COLORADO CITY, Ariz. — The prairie dresses, walled compounds and distrust of outsiders that were once hallmarks of two towns on the Arizona-Utah border are mostly gone.
These days, Colorado City, Arizona, and neighboring Hildale, Utah, look much like any other town in this remote and picturesque area near Zion National Park, with weekend soccer games, a few bars, and even a winery.

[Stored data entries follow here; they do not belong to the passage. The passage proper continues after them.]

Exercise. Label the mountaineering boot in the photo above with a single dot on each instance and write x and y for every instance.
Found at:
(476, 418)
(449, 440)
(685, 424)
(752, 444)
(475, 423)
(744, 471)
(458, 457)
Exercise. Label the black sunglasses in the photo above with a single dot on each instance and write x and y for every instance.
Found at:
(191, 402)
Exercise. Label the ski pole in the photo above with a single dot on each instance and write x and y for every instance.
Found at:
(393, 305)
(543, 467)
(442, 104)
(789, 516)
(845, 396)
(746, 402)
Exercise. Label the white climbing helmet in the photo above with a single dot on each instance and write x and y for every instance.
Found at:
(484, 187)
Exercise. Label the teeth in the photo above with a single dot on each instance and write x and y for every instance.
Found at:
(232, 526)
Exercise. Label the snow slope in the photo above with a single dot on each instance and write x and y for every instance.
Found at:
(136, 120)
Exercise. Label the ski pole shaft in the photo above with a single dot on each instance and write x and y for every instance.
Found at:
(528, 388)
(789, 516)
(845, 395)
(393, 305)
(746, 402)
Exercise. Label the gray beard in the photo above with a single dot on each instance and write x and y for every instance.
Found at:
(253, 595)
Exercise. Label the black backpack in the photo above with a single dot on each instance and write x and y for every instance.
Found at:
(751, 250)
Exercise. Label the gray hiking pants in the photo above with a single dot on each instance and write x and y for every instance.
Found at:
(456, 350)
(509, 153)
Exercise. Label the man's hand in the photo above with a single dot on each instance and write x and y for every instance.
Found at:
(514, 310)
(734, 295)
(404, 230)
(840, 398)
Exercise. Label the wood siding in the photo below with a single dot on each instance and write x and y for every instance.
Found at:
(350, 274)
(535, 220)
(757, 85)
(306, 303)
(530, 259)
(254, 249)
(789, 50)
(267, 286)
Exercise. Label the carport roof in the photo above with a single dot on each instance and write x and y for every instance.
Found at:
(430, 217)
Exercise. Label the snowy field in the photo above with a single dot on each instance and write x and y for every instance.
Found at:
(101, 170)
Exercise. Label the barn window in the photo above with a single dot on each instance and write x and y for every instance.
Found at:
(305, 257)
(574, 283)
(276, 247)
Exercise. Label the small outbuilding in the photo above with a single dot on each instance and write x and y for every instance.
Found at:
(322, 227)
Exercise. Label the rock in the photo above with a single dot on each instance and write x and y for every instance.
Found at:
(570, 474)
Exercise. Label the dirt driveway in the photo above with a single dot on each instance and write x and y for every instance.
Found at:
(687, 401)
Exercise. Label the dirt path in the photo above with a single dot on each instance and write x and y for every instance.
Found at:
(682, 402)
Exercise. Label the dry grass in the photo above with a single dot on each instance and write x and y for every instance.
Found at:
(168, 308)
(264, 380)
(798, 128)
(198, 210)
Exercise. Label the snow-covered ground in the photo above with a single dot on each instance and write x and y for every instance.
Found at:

Until courts wrested control of the towns from a polygamous sect whose leader and prophet, Warren Jeffs, was imprisoned for sexually assaulting two girls, youth sports, cocktail hours and many other common activities were forbidden. The towns have transformed so quickly that they were released from court-ordered supervision last summer, almost two years earlier than expected.
It wasn't easy.
''What you see is the outcome of a massive amount of internal turmoil and change within people to reset themselves,'' said Willie Jessop, a onetime spokesman for the Fundamentalist Church of Jesus Christ of Latter-Day Saints who later broke with the sect. ''We call it ‘life after Jeffs' — and, frankly, it's a great life.''
A dark turn
Some former members have fond memories of growing up in the FLDS, describing mothers who looked out for each other's kids and playing sports with other kids in town.
But they say things got worse after Jeffs took charge following his father's death in 2002. Families were broken apart by church leaders who cast out men deemed unworthy and reassigned their wives and children to others. On Jeffs' orders, children were pulled from public school, basketball hoops were taken down, and followers were told how to spend their time and what to eat.